E nenhuma joaninha quis afastar-se das flores do lago.
Porque nunca antes o mundo conheceu alguém como tu, meu amor, e nunca irá conhecer mais ninguém assim, nunca mais… “ (Nancy Tillman, Na Noite em que tu nasceste)
Este texto poético vem transcrito no livro de leitura do 2º ano de escolaridade da nossa neta Clara. No dia em que o li, fui buscar à escola o Francisco. Apaixonados por ciclismo, falávamos sobre a Volta a França. Lembrei os grandes ciclistas do passado com destaque para o espanhol Miguel Indurain. E ele, nos seus dez anos bem informados, citou os melhores da atualidade com realce para o jovem corredor esloveno, Pogacar, que, com apenas 23 anos, já venceu as voltas de 2020 e 2021. E perguntou: - “Avô, que probabilidades há de aparecer um novo Pogacar?”
Esta pergunta levou-me a explicar as diferenças entre possível e provável. E dei um exemplo: “ Quem joga no totoloto fica com a possibilidade de vir a ganhar o ‘jackpot’ mas é muito baixa a probabilidade.
E sem outro contexto, ele comenta: “Então eu já recebi o ‘jackpot da vida”. Surpreendido com esta inesperada afirmação, perguntei-lhe: - “Porquê?” – “Porque eu podia nunca ter existido.” – “É verdade. Tu és um possível tornado real”, respondi-lhe e fiquei a pensar…
De facto, antes de existirmos, éramos possíveis mas não prováveis. No meio de miríades de possibilidades, a pessoa que nasce é sempre único e original. Não é algo, mas alguém; não quê mas quem. É sujeito porque, consciente de si, é capaz de se assumir como um ‘eu’. É singular e irrepetível. E porque é racional, livre e responsável, cada pessoa é autónoma. É dona de si porque capaz de se assumir perante si e perante os outros como sujeito dos seus atos e neles se sente pessoalmente comprometido.
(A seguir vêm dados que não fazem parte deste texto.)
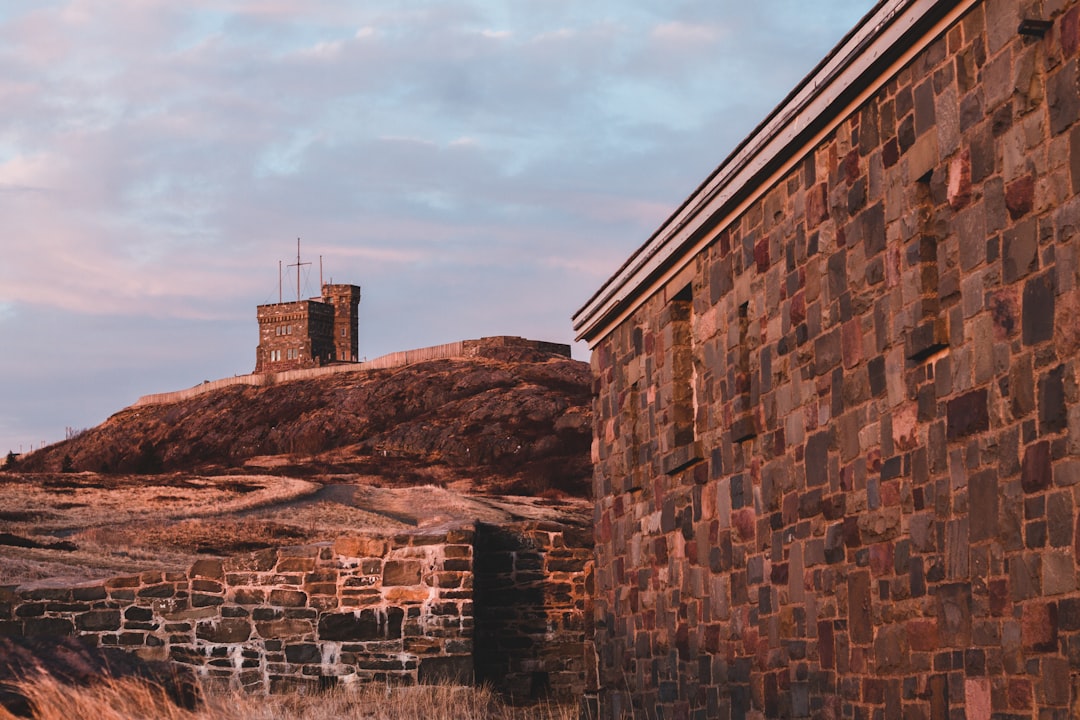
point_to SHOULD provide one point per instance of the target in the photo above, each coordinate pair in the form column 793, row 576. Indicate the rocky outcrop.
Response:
column 510, row 418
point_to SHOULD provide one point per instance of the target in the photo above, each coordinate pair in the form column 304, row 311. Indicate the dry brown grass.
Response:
column 131, row 700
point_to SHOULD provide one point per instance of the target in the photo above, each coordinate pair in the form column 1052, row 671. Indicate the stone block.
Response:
column 967, row 415
column 860, row 616
column 96, row 621
column 1062, row 96
column 1053, row 412
column 401, row 572
column 447, row 669
column 1036, row 471
column 1020, row 197
column 1039, row 626
column 369, row 624
column 286, row 598
column 224, row 630
column 1038, row 310
column 304, row 653
column 207, row 568
column 1020, row 253
column 1058, row 572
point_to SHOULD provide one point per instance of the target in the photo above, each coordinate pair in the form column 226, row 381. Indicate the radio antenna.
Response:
column 298, row 265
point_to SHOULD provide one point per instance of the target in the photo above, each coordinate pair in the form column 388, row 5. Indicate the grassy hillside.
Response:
column 515, row 423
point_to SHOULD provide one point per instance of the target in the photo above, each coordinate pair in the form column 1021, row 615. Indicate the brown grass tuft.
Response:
column 133, row 700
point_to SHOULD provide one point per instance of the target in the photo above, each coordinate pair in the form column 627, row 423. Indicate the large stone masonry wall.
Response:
column 838, row 458
column 394, row 610
column 401, row 609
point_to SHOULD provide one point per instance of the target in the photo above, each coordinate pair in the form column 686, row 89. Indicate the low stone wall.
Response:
column 402, row 609
column 448, row 351
column 377, row 609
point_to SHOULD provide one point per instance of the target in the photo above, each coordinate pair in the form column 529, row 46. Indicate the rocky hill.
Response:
column 510, row 420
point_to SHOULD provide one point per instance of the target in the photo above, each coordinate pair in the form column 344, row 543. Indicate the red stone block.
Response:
column 852, row 342
column 1020, row 693
column 743, row 520
column 881, row 559
column 851, row 167
column 922, row 635
column 1020, row 197
column 890, row 152
column 1070, row 35
column 1039, row 626
column 798, row 308
column 761, row 254
column 817, row 205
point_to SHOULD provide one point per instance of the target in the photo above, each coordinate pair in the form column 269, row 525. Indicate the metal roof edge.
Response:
column 826, row 91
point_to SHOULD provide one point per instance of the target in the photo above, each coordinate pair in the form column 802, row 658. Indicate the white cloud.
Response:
column 158, row 159
column 678, row 32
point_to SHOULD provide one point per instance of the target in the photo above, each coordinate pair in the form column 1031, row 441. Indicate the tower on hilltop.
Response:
column 309, row 333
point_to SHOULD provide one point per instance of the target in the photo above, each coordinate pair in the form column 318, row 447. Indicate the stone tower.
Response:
column 309, row 333
column 345, row 299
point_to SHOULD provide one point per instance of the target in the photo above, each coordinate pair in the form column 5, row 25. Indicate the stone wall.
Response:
column 387, row 609
column 532, row 584
column 838, row 456
column 477, row 348
column 401, row 610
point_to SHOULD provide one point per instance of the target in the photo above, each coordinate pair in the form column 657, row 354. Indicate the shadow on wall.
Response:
column 530, row 583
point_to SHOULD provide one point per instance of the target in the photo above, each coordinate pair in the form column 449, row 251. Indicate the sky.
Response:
column 478, row 166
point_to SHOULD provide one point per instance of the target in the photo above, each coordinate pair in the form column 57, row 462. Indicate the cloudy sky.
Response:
column 478, row 166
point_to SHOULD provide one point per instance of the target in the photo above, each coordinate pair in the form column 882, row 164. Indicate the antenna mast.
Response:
column 298, row 266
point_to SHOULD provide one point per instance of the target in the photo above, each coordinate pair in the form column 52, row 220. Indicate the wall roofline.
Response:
column 886, row 39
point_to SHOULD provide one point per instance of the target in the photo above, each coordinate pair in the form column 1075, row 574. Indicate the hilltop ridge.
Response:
column 511, row 417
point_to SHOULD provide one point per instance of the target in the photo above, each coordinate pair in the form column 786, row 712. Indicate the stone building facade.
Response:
column 309, row 333
column 837, row 449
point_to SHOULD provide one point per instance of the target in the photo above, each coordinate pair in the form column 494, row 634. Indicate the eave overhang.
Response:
column 871, row 54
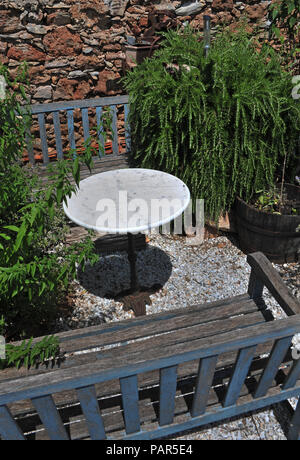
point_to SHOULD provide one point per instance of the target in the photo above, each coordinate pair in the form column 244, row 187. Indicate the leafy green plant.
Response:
column 27, row 354
column 222, row 124
column 35, row 265
column 285, row 20
column 275, row 202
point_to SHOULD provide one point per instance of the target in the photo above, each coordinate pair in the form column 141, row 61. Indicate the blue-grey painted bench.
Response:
column 49, row 118
column 159, row 375
column 61, row 114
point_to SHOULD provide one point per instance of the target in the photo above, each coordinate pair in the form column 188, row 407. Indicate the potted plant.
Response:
column 270, row 223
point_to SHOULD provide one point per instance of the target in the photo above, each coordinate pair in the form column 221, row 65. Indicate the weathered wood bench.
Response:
column 159, row 375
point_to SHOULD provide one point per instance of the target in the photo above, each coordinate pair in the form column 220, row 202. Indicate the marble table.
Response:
column 128, row 201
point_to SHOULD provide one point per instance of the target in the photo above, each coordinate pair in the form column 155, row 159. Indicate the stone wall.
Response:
column 75, row 48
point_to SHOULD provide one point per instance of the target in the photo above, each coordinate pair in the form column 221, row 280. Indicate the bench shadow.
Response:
column 111, row 274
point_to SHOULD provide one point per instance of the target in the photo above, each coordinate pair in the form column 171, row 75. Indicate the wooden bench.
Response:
column 55, row 121
column 159, row 375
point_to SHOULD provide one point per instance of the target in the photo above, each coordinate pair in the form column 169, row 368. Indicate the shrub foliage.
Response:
column 35, row 265
column 223, row 124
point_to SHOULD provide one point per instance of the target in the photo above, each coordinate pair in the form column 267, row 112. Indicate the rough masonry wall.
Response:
column 75, row 48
Amigo que me lês, eu sou, tu és, essa criança cujo nascimento, como diz o texto, fez rejubilar a natureza. “Nunca antes o mundo conheceu alguém como tu e nunca irá conhecer mais ninguém assim, nunca mais”.
Durante o ano que agora se inicia, que o dom da vida continue a sorrir-nos. Cada manhã é sempre nova e, de certo modo, eterna porque irreversível. Aproveitemo-la! Renascemos em cada dia. Quão belo poderá ser o nosso acordar com uma oração de louvor e ação de gracas!
Especialmente nós, os que tivemos a dita de chegar ao entardecer - quantas ‘árvores’ já tombaram no nosso caminho… - deixemos de enfatizar os medicamentos e saibamos pôr a render os ‘euritos’ que ainda nos restam desse ‘jackpot’ que nos saiu, num dia mais ou menos longínquo, e sem qualquer mérito da nossa parte. (12/1/22)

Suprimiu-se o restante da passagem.